More than 1,300 Lloyds Banking Group employees have been told they will lose their jobs in the latest round of cuts at the bank.
The 1,340 job losses are part of a three-year restructuring plan first announced in 2014, which set out plans to axe a total of 9,000 jobs, the Financial Times reports.
The cuts represent just under 2 per cent of the bank’s workforce, and will affect a wide range of departments including operations, retail, finance, risk and customer products and marketing.
The bank told the paper that 110 new roles would be created and voluntary redundancy would be offered where possible if staff could not be redeployed.

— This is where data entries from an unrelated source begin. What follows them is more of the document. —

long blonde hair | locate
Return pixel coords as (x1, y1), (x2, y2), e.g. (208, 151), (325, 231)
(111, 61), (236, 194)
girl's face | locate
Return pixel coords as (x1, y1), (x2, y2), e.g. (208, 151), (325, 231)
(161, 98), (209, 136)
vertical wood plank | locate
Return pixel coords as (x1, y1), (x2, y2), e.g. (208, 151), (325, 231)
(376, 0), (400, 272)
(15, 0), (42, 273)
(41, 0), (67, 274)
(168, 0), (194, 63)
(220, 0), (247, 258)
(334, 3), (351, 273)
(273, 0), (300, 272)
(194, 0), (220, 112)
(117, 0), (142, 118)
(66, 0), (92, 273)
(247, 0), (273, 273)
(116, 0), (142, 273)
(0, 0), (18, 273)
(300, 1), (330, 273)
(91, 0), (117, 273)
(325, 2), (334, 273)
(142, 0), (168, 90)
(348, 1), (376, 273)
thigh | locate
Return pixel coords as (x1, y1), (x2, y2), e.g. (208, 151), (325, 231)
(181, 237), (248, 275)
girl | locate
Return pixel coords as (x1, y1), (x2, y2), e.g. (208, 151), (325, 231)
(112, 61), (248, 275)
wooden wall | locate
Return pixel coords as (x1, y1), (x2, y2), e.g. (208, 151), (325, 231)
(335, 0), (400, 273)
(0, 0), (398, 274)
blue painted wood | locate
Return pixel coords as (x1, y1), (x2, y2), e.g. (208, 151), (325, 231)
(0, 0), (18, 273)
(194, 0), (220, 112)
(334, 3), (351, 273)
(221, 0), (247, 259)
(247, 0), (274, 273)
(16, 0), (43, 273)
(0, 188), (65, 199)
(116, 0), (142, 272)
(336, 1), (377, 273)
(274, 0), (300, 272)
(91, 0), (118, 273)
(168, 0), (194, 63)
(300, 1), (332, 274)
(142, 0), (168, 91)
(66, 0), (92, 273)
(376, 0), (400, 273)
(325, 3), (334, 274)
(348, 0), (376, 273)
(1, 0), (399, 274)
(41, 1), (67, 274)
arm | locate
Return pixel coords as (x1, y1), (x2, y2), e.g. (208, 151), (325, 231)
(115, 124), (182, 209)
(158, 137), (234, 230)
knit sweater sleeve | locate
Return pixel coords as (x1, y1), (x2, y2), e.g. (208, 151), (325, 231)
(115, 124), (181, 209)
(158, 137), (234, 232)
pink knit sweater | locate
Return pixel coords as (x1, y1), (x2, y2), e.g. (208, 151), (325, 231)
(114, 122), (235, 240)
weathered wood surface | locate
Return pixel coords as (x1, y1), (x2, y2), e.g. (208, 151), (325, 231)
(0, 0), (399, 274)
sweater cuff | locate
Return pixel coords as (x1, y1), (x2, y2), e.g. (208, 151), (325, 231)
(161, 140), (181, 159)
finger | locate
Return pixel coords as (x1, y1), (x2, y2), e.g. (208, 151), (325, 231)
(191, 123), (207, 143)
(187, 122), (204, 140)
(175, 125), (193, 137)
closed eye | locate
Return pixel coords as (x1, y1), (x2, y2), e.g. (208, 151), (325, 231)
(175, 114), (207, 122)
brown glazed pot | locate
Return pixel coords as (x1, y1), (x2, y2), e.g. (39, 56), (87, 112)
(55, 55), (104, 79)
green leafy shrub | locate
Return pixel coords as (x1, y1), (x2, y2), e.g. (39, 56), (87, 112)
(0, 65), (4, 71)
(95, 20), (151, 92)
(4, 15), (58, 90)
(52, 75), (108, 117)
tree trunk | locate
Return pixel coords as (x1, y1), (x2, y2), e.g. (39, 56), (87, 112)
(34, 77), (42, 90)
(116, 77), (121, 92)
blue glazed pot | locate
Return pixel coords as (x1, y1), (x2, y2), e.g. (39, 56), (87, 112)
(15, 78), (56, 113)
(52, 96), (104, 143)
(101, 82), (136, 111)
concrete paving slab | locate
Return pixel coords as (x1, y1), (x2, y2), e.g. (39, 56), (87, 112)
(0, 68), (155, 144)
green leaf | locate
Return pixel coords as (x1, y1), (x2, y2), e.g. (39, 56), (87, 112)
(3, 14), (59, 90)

Though the latest round of cuts is not related to the Brexit vote, Lloyds has said it intends to axe a further 3,000 jobs on top of its 2014 redundancy plan in light of the EU referendum result, taking the total number of jobs set to go by the end of 2017 to 12,000.
Nearly three-quarters of that target has been met so far.
A Lloyds spokesperson told the paper: “This process involves taking difficult decisions, and we are committed to working through these changes in a careful and sensitive way. All affected employees have been briefed by their line manager today.”
Last week, Chancellor Philip Hammond announced that shares in Lloyds – in which the Government still owns a £3.6bn stake – would not be sold to retail investors as previously planned.